A Jersey Man Wants the Whole World to Know the Ida Kaminska Story

| 16 Feb 2015 | 05:59

    In the lobby of a Stop 'n Shop in Ridgewood, NJ, I saw the flier. It caught my eye because it wasn't the usual suburban cheapo sales pitch of lawn mowing or fix-it men. This one read: I need a movie producer for three World War II movies including the Kaminska story. Underneath that was a phone number and website address.

    Along with the unusual request for a producer, it was the Kaminska story that intrigued me. What is a Kaminska? Was it an esoteric Japanese torture technique used on captured American pilots? Was Kaminska a war hero? I hit the website and learned that Ida Kaminska was one of the legends of Yiddish theater. Born in Odessa in 1899, she was on the stage and in the movies from 1903 till her death from a heart attack in New York City in 1980. Not trusting the Internet, I asked a friend of mine?an older Jewish man?if he knew from Ida Kaminska.

    "Oh sure. She is very well known?quite a big star in Yiddish theater circles. A real legend that one," he said with conviction.

    I called the man behind the flier, Claude Bienstock of Fair Lawn, NJ, and asked him how he happened to pick a Stop 'n Shop in Jersey to publicize his need for a movie producer.

    "Well, I put thousands of fliers up in northern New Jersey and New York City hoping that maybe someone might know or be related to someone in Hollywood. I don't know anyone and I am trying to get this movie made. I don't want to keep it a secret."

    I asked just how he got the Kaminska bug.

    "I come from generations of Polish Jews who were fans of Ida Kaminska, and before her, her mother and father. My family has been into the Kaminskas since like the 1870s. They were truly great stars and millions in Europe and Russia know of her and of her family. Her story would make a great movie.

    "She was the greatest star entertainer in show-business history, plus she had an exciting private life?a great actress who escaped Hitler in 1939 and fled from him through Russia and Central Asia and later spent her final years in America. I was her personal manager in New York during her last years. I considered it a great honor to have known her and worked with her. She was in the category of Dietrich, Lillian Gish, Bette Davis and Charlie Chaplin. Those were her contemporaries. Lauren Bacall needs to play her in the movie. She would be wonderful, although there are others who could do it, too. Did you know Ida Kaminska was nominated in 1966 for an Academy award?"

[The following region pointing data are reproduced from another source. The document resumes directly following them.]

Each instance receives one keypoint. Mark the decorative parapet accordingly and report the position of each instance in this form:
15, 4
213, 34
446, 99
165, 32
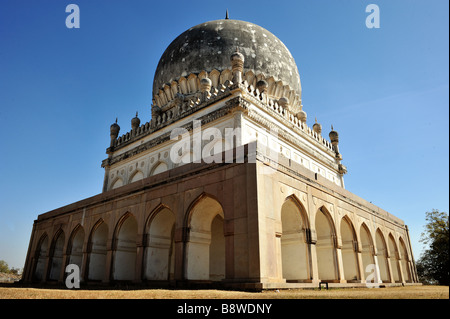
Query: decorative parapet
169, 96
184, 105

    That I didn't know. I looked it up and found that Ida Kaminska was indeed nominated for the Czech film Shop on Main Street. She lost out to Elizabeth Taylor in Who's Afraid of Virginia Woolf?

    Bienstock told me his own story. He was born in Paris in 1946, and when he was four his family moved to Paterson, NJ. He spent his life in New Jersey and now lives in Fair Lawn, where he sells real estate. The Kaminska story came to him in 1991 from a friend. They did a treatment and pitched the movie around. After five years his friend gave up. But not Bienstock. He can name by the scores people he has contacted. They range from Steven Spielberg to the Baldwin brothers.

    "When a star is on Broadway I send the material to the theater to their attention. I contacted Nathan Lane and Matthew Broderick that way. I have contacted a thousand people about this. Everybody out in Hollywood knows about this project. It is no secret. Something in Hollywood will happen if you make it happen. I am not lazy. I will get this movie made. This is the hottest, most dynamic story for the screen since Schindler's List. There is nothing more exciting than this movie. It is a powerful story. I believe in this story."

    I tried to get a handle on just what Bienstock was pitching. He has no screenplay; he is selling an idea and a movie treatment.

    "I know I could get ripped off, but I don't think I will. I have only been at this for 10 years. That's nothing. Schindler's List had been around since 1962. That took 32 years to get made. This movie will get made. It has to. It has big box office all over it. Most movies about World War II do very well at the box office, and this one will be the biggest of them all. All I want is a finder's fee. I do not have the money to produce this myself."

    There is something charmingly irrepressible about Claude Bienstock?a middle-aged man who still has a dream.